Aveva folti baffi candidi e minuscoli occhialetti tondi. Con la barba
sarebbe stato un perfetto Babbo Natale.
La
coperta ebbe un piccolo sussulto. Anna, che stava sistemando la
camera del figlio, si fermò un attimo, perplessa. Forse se l'era
immaginato, la finestra era chiusa, non c'era corrente. Riprese a
spolverare le mensole sopra la scrivania, ma un rumore sommesso la
interruppe di nuovo. Veniva proprio da sotto il letto. Si chinò con
circospezione, un po' impaurita. Sollevò lentamente il lembo della
coperta, reggendo ancora nell'altra mano il flacone del Pronto.
Alessandro
rimaneva immobile al bancone, guardando il registratore di cassa, un
po' intimidito. Si guardò intorno: il negozio era vuoto.
“Vuoi
un altro animaletto? Altri coniglietti?”, gli sorrise il signore.
Adesso
che ci pensava, quel negozio era sempre stato vuoto, tutte le volte
che ci era capitato. Eppure vendeva cioccolato, ci sarebbe dovuta
essere la fila fin fuori dalla porta! Invece anche quel pomeriggio
non c'era nessuno. Certo, in agosto la città si svuotava e gli altri
commercianti chiudevano quasi tutti. Il cioccolato poi è uno sfizio
più invernale che estivo.
“Ce
l'hai un leone?”, chiese Alessandro.
“Oh,
sì che ce l'ho, in vetrina non c'è ma te lo faccio subito; io
faccio tutti gli animali”, esclamò trionfante il vecchietto
lisciandosi i baffi e sistemandosi il fungoso copricapo da
pasticcere.
“Allora
vorrei un leone”.
Il
locale era piccolissimo, non c'erano altri commessi. Soprattutto non
c'erano altre porte: dov'era il laboratorio?
Il
vecchietto scomparve chinandosi dietro il bancone e ne emerse un
istante dopo porgendo al ragazzino la perfetta miniatura di un leone,
le fauci spalancate in un ruggito e una zampa sollevata. “Cinque
euro come sempre”.
Alessandro
allungò la banconota tutto contento e si precipitò all'uscita.
“Mi
raccomando ragazzino, mangialo prima che scada. I miei cioccolatini
scadono molto presto...”, si raccomandò il negoziante.
“Quando
scade poi si guasta subito?
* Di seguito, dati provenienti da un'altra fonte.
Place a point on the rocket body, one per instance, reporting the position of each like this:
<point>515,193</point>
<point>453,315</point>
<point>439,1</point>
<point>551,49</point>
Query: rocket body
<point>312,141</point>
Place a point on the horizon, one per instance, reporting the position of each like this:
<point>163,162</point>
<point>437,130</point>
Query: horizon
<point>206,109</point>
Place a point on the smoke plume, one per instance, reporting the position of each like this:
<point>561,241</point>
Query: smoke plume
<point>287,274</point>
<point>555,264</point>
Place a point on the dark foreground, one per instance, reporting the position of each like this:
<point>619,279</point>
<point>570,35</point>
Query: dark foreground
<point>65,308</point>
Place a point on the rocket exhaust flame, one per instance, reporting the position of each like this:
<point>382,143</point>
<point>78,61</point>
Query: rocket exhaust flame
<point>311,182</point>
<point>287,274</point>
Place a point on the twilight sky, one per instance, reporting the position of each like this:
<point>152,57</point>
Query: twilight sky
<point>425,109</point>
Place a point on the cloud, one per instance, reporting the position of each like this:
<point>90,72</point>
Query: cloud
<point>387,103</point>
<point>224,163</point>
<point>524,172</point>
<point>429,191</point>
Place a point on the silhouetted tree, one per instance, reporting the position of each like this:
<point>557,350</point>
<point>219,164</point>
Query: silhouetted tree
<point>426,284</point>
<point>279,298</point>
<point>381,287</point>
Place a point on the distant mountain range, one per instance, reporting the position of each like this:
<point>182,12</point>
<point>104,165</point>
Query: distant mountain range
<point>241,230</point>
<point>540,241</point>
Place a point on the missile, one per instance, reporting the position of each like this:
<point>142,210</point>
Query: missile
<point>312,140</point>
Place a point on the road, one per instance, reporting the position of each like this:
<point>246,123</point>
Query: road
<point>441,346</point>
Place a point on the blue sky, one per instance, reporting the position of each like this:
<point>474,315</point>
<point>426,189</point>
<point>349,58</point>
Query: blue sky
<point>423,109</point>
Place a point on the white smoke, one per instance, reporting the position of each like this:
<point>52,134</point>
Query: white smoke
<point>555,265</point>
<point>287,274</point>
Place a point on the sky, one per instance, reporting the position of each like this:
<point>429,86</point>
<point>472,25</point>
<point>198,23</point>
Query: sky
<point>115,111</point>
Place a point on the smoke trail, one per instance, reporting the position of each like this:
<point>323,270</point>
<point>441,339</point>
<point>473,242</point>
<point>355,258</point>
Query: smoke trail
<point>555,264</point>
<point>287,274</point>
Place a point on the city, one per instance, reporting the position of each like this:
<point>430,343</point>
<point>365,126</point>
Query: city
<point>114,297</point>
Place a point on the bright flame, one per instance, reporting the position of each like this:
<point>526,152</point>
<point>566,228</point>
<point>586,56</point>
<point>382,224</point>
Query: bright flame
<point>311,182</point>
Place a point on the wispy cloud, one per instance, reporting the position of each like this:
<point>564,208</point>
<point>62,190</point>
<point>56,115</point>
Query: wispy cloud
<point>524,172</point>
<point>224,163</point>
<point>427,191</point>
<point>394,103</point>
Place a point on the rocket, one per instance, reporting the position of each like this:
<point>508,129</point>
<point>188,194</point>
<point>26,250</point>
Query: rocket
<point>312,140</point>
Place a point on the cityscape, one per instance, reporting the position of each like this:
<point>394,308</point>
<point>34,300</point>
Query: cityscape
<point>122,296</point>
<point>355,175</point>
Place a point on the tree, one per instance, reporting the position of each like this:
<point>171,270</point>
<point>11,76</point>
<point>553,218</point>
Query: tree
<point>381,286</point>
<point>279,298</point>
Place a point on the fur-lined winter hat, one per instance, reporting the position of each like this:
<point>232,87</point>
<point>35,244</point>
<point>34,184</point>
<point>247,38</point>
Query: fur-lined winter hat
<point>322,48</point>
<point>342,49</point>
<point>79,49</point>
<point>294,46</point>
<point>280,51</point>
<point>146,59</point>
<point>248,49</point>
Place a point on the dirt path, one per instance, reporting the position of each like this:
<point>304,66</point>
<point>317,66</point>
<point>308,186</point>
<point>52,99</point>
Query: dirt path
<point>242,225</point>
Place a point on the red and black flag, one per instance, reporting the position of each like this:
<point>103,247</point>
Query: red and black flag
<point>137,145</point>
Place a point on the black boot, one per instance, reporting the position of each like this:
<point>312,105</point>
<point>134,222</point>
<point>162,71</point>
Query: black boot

Non lo posso mangiare neanche se è
scaduto solo da un giorno?”, obiettò Alessandro.
“Se
scade poi ti mangia lui, sta attento!”, esclamò il vecchio in tono
perentorio. Qualcosa si indurì negli occhi azzurri dietro le spesse
lenti. Alessandro tergiversò con la maniglia in mano, poi corse
fuori ridendo forte. Quando svoltò l'angolo si accorse che il
vecchio lo guardava fisso, ritto dietro la porta, e non sorrideva.
“Sono
tornato...”, vociò Alessandro irrompendo in casa come suo solito,
lanciando lo zaino sul divano. La mamma non rispose. Di sopra, la
porta della sua camera era socchiusa. Salì le scale adagio,
stringendo forte il corrimano laccato bianco.
“Mamma...”,
chiamò quando fu quasi in cima, la voce gli uscì strozzata.
“E
questo?! Dove l'hai preso?!”. Anna comparve trafelata, brandendogli
davanti alla faccia un coniglietto marroncino e grigio.
“Te
l'ho detto mille volte che non voglio animali in casa...”
“Ma
non l'ho preso io, non so da dove viene...”, piagnucolò
Alessandro.
“Ah
non lo sai? Magari si sono arrampicati su per il muro... in pieno
centro!”
Il
ragazzino si stropicciava le mani, guardando il pavimento.
“Volevi
tenermeli nascosti? Cosa credevi, che non li avrei mai visti, eh?”,
gridò sua mamma.
Alessandro
entrò frastornato in camera sua. Sul letto era accovacciato un
grosso coniglio bianco che subito gli piantò addosso le iridi
vermiglie. Per terra due batuffoli più piccoli si rincorrevano
frenetici, scomparendo e riapparendo sotto il letto, dietro
l'armadio, sotto la scrivania, in un turbinio di pellicce nere e
fulve. Sotto l'abat-jour fremevano leggermente i resti di un piccolo
incarto dorato. Se con un po' di pazienza qualcuno avesse dispiegato
la stagnola, ci avrebbe letto: “Scad. 18/08/2013”.
Lentamente
Alessandro tirò fuori di tasca il leone, fissando la madre con gli
occhi sbarrati. Poi lo scartò in tutta fretta e lo ingoiò intero.